I am trying to implement some celery chains/groups/chords using django 3.0, celery 4.3, redis and python 3.6. From the documentation, I thought tasks in a group run in parallel, and tasks in a chain run sequentially, but I am not observing that behavior.
I have this chain of task signatures:
transaction.on_commit(lambda: chain(clean, group(chain(faces_1, faces_2), folder, hashes), change_state_task.si(document_id, 'ready')).delay())
where I expect the change_state_task
to wait for all the other tasks to complete before it starts. This did not work, in that the change_state_task
started before hashes
finished. All the tasks ran and completed successfully.
I then tried this chain:
transaction.on_commit(lambda: chain(clean, faces_1, faces_2, folder, hashes, change_state_task.si(document_id, 'ready')).delay())

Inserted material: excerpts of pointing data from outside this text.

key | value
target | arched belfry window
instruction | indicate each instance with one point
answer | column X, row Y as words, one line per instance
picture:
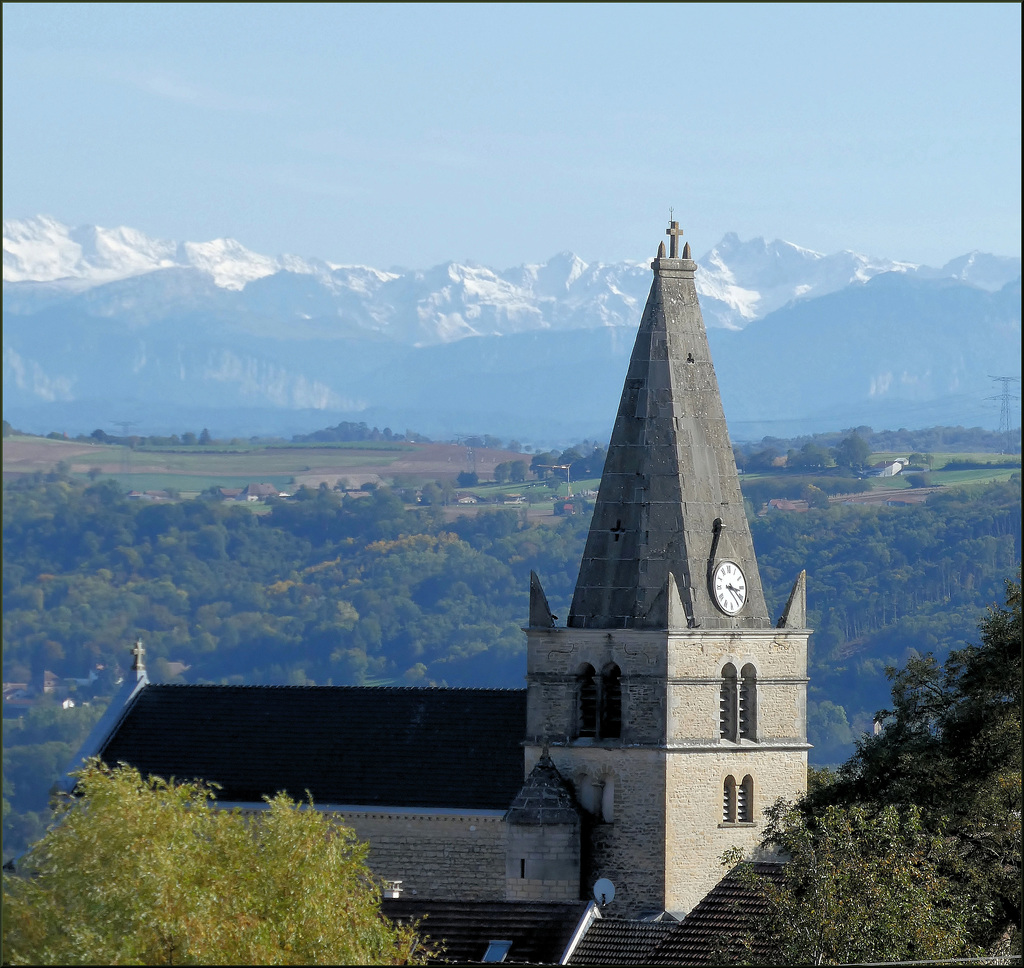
column 610, row 726
column 587, row 702
column 729, row 800
column 599, row 703
column 744, row 800
column 728, row 704
column 737, row 800
column 749, row 703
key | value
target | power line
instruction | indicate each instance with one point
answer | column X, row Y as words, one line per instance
column 1005, row 416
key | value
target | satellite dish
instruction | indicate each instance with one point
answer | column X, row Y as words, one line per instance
column 604, row 891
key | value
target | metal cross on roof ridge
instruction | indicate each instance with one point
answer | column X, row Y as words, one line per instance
column 674, row 232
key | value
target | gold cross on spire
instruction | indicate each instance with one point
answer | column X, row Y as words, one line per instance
column 674, row 232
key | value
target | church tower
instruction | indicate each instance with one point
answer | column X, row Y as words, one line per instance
column 670, row 702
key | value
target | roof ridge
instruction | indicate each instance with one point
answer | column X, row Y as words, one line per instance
column 376, row 688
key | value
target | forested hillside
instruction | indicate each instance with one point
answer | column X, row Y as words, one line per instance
column 338, row 589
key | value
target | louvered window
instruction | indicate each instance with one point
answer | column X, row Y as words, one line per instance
column 748, row 703
column 587, row 702
column 611, row 704
column 728, row 703
column 744, row 796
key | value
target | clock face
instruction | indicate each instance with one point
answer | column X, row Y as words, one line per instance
column 729, row 587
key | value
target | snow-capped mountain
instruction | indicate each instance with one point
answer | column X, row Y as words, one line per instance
column 738, row 282
column 99, row 324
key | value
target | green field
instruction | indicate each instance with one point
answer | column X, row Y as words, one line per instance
column 192, row 484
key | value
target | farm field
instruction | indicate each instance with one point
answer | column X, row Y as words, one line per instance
column 195, row 469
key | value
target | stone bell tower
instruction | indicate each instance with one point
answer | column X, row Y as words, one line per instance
column 670, row 702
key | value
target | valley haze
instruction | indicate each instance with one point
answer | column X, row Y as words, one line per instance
column 108, row 325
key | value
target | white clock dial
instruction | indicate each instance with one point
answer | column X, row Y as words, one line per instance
column 729, row 587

where all the signatures are in a long chain. However, the change_state_task
is still starting before the hashes
task finishes.
I even tried using change_state_task.s(document_id, 'ready')
(replaced si with s), thinking that the change_state_task
could not start without the output of the hashes
task. But it still starts before hashes ends.
I then tried using task.s
versus task.si
for all the task signatures, and the change_state_task
still started before the hashes
task ended.
What am I missing?
Thanks!
Mark
PS Apologies for not being clear on my task signatures. I have a long Python method that figures out what tasks have to be run. It looks something like this:
@app.task(bind=True)
def noop(self, message):
# Task accepts a string and does nothing
logger.debug(message)
return True
def figure_out_which_tasks_to_fire(document_id):
clean = noop.si("replaces clean_document_image task")
faces_1 = noop.si("replaces find_faces_task task")
faces_2 = noop.si("replaces recognize_face_task task")
folder = noop.si("replaces update_source_folder task")
hashes = noop.si("replaces compute_image_descriptor_task task")
if clean_needed:
clean = clean_document_image.s(document_id, key, value)
if faces_needed:
faces_1 = find_faces_task.s(document_id)
faces_2 = recognize_face_task.s(document_id)
if folder_needed:
folder = update_source_folder.s(document_id, file_name, source_folder)
if hashes_needed:
hashes = compute_image_descriptor_task.s(settings.DEFAULT_SIMILAR_IMAGE, document_id, hash_name)
# Finished figuring out what needs to be done, so do the tasks
# and then update the state of the document.
transaction.on_commit(lambda: chain(clean, faces_1, faces_2, folder, hashes, change_state_task.s(document_id, 'ready')).delay())
I need the transaction.on_commit
because all the tasks read and write the Django app's backend mysql database.